Its most distinctive feature is an upturned snout, much like hognose snakes, which gives it its common name. However, unlike hognose snakes, the Mexican hooknose snake has smooth dorsal scales. Also distinctive is the arrangement of the head shields. There are no internasals, and the rostral separates the prefrontals and contacts the frontal.

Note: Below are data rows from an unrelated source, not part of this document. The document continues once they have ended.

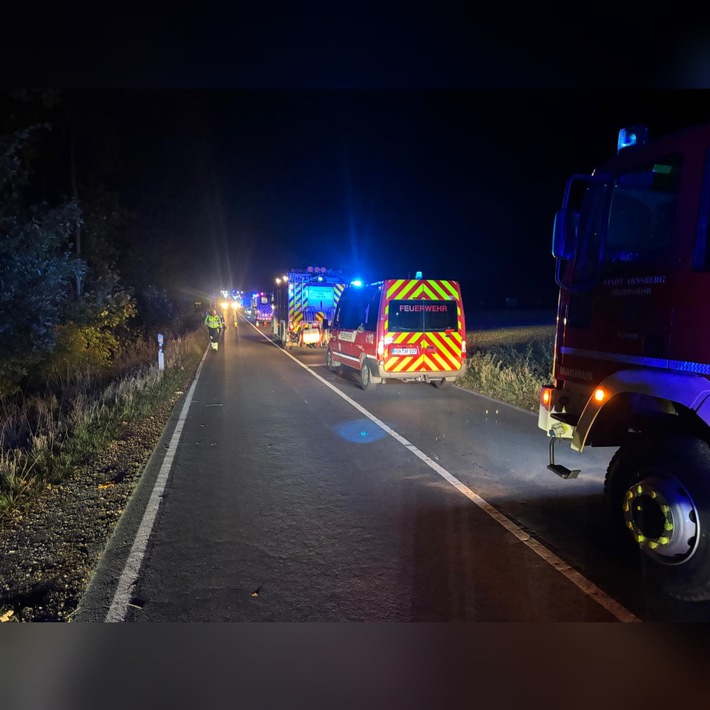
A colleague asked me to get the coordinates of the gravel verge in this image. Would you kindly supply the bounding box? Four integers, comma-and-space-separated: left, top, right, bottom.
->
0, 392, 186, 622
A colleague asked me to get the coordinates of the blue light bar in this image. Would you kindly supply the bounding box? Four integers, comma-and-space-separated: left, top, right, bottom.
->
616, 125, 648, 153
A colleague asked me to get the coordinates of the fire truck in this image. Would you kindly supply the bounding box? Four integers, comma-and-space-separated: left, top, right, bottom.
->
251, 291, 274, 326
538, 125, 710, 601
272, 266, 348, 348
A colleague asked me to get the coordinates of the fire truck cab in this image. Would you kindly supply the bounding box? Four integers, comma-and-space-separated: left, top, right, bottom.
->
538, 125, 710, 601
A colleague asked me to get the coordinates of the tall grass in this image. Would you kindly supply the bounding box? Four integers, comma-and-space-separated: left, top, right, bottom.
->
457, 326, 555, 411
0, 329, 206, 513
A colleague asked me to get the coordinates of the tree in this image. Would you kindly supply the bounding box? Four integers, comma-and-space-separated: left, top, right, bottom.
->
0, 126, 86, 395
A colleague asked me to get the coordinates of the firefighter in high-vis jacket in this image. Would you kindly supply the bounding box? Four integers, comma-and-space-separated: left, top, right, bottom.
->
205, 308, 222, 350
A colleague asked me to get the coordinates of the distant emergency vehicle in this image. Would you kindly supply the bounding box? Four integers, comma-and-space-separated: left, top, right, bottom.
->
538, 125, 710, 601
272, 266, 347, 348
326, 278, 466, 390
251, 291, 274, 326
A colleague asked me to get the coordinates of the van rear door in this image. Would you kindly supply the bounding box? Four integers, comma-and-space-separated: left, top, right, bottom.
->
384, 279, 466, 374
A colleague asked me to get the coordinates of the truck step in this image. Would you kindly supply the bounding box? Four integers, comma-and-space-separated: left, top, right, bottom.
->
547, 463, 582, 478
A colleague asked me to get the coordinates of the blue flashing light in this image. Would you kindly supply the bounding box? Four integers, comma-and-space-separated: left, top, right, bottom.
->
616, 126, 648, 153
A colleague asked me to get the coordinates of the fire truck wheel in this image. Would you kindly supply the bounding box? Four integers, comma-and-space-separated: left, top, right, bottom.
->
431, 377, 453, 388
360, 360, 377, 392
325, 348, 339, 372
604, 435, 710, 601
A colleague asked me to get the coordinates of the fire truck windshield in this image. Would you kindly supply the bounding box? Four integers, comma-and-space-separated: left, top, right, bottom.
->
572, 159, 680, 285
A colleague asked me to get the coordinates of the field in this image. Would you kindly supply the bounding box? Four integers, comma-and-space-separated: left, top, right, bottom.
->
457, 312, 555, 411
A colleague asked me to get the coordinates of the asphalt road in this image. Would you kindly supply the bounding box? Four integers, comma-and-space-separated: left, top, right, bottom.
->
75, 320, 710, 622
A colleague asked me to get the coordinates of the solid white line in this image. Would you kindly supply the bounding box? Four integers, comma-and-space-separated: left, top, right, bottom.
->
262, 333, 640, 622
104, 346, 210, 622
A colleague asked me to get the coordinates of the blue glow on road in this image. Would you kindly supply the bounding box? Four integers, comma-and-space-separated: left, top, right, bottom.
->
333, 419, 387, 444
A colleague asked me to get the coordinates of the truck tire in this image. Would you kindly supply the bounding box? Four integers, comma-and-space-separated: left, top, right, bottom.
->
604, 435, 710, 601
360, 360, 377, 392
431, 377, 453, 389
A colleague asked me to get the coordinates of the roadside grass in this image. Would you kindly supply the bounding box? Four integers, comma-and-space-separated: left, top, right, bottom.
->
0, 325, 555, 515
0, 329, 206, 515
457, 325, 555, 412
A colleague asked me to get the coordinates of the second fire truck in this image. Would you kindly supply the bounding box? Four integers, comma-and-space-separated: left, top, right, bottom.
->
272, 266, 348, 348
538, 125, 710, 601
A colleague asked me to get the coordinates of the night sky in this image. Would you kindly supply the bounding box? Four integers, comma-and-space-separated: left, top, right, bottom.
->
102, 89, 710, 306
0, 18, 710, 308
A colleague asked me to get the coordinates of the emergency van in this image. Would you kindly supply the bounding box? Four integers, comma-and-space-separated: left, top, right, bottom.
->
326, 278, 466, 390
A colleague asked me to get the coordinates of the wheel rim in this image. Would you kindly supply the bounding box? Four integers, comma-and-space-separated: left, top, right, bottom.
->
623, 477, 700, 564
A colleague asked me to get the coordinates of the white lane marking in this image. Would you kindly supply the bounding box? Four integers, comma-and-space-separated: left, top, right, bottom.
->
104, 347, 210, 622
262, 333, 640, 622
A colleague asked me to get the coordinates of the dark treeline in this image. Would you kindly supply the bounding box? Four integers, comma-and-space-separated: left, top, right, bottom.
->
0, 90, 206, 398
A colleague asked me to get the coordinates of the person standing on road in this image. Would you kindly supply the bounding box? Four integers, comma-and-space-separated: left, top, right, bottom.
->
205, 308, 222, 350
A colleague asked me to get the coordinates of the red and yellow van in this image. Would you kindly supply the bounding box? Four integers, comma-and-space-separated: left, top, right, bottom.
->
326, 278, 466, 390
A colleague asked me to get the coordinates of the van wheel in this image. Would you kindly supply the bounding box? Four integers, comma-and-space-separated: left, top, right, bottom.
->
431, 378, 453, 389
360, 360, 377, 392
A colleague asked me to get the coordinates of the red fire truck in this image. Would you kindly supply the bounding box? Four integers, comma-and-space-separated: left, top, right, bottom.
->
272, 266, 348, 348
538, 125, 710, 601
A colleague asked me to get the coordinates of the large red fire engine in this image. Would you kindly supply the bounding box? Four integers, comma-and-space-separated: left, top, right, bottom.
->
538, 125, 710, 601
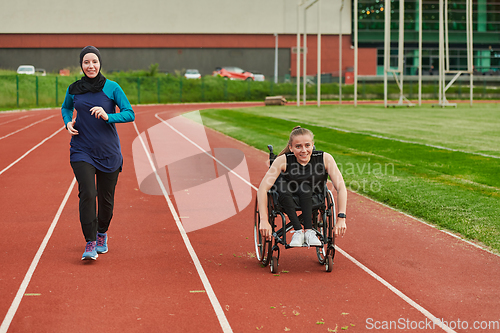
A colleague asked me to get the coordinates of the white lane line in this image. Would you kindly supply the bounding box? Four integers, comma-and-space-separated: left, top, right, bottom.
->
133, 121, 233, 333
0, 115, 56, 140
0, 178, 76, 333
335, 245, 456, 333
156, 115, 455, 333
0, 126, 65, 175
0, 116, 29, 125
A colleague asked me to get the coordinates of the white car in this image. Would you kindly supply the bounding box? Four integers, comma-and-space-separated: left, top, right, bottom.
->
252, 71, 266, 81
184, 69, 201, 79
17, 65, 35, 75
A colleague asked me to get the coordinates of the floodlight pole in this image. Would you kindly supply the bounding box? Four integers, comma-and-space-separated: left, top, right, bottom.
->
302, 10, 309, 105
466, 0, 474, 106
354, 0, 358, 107
339, 0, 344, 104
316, 0, 321, 107
418, 0, 423, 106
439, 0, 474, 107
274, 33, 278, 83
297, 0, 304, 106
384, 0, 412, 107
384, 0, 391, 107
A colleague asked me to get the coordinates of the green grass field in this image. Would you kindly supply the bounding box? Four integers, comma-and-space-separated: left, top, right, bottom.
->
194, 104, 500, 253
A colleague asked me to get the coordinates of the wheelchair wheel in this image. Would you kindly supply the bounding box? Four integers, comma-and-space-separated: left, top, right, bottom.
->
269, 256, 278, 274
316, 190, 335, 265
253, 199, 271, 266
325, 255, 333, 272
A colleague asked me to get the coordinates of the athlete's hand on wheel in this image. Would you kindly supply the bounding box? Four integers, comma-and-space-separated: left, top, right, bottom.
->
66, 119, 78, 136
90, 106, 109, 121
334, 218, 347, 237
260, 221, 273, 241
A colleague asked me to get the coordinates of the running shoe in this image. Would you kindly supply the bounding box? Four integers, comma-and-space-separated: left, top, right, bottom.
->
82, 241, 98, 260
95, 232, 108, 253
304, 229, 322, 246
290, 229, 304, 247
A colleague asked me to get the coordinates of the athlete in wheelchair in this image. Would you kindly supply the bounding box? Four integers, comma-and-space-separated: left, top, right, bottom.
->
254, 126, 347, 273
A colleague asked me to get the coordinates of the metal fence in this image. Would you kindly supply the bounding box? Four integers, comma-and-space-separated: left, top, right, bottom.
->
0, 74, 500, 109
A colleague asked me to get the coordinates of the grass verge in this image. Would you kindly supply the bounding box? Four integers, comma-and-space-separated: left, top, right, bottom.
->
194, 108, 500, 253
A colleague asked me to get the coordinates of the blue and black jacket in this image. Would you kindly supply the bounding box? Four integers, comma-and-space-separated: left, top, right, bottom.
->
61, 80, 135, 172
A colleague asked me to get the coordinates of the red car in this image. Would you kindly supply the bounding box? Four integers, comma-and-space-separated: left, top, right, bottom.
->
213, 67, 255, 80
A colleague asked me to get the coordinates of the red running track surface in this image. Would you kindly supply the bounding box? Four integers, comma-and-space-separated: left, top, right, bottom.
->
0, 103, 500, 332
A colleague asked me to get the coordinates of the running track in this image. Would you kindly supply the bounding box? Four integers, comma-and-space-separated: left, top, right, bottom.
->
0, 104, 500, 333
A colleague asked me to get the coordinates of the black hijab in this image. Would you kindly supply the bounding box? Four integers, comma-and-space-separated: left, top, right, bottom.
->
69, 46, 106, 95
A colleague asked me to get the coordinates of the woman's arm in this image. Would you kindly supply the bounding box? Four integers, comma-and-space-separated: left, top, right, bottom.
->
323, 153, 347, 237
106, 80, 135, 123
257, 155, 286, 240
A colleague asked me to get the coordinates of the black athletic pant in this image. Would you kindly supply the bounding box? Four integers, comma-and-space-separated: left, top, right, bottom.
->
71, 162, 121, 242
276, 179, 312, 230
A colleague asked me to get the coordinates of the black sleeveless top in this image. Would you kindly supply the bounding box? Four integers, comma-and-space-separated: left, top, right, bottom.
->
282, 150, 328, 192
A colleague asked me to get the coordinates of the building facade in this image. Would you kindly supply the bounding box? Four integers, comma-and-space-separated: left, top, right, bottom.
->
0, 0, 500, 77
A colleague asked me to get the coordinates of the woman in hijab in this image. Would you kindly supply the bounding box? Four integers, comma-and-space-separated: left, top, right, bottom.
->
61, 46, 135, 260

The smooth dorsal scales are arranged in 17 rows at midbody. The ventrals number 126–155, and the subcaudals number 28–41.

==Behavior==
The Mexican hooknose snake is mostly nocturnal, and is a burrower. It is fairly slow-moving and harmless to humans.

==Diet==
The diet of F. streckeri consists primarily of spiders and centipedes.

==Habitat==
The Mexican hooknose snake inhabits woodlands along the Rio Grande river plain, near natural and man-made sources of water.

==Defense==
The primary form of defense of F. streckeri is making a popping sound by expanding its cloaca when harassed or handled.

==Reproduction==
The Mexican hooknose snake is oviparous.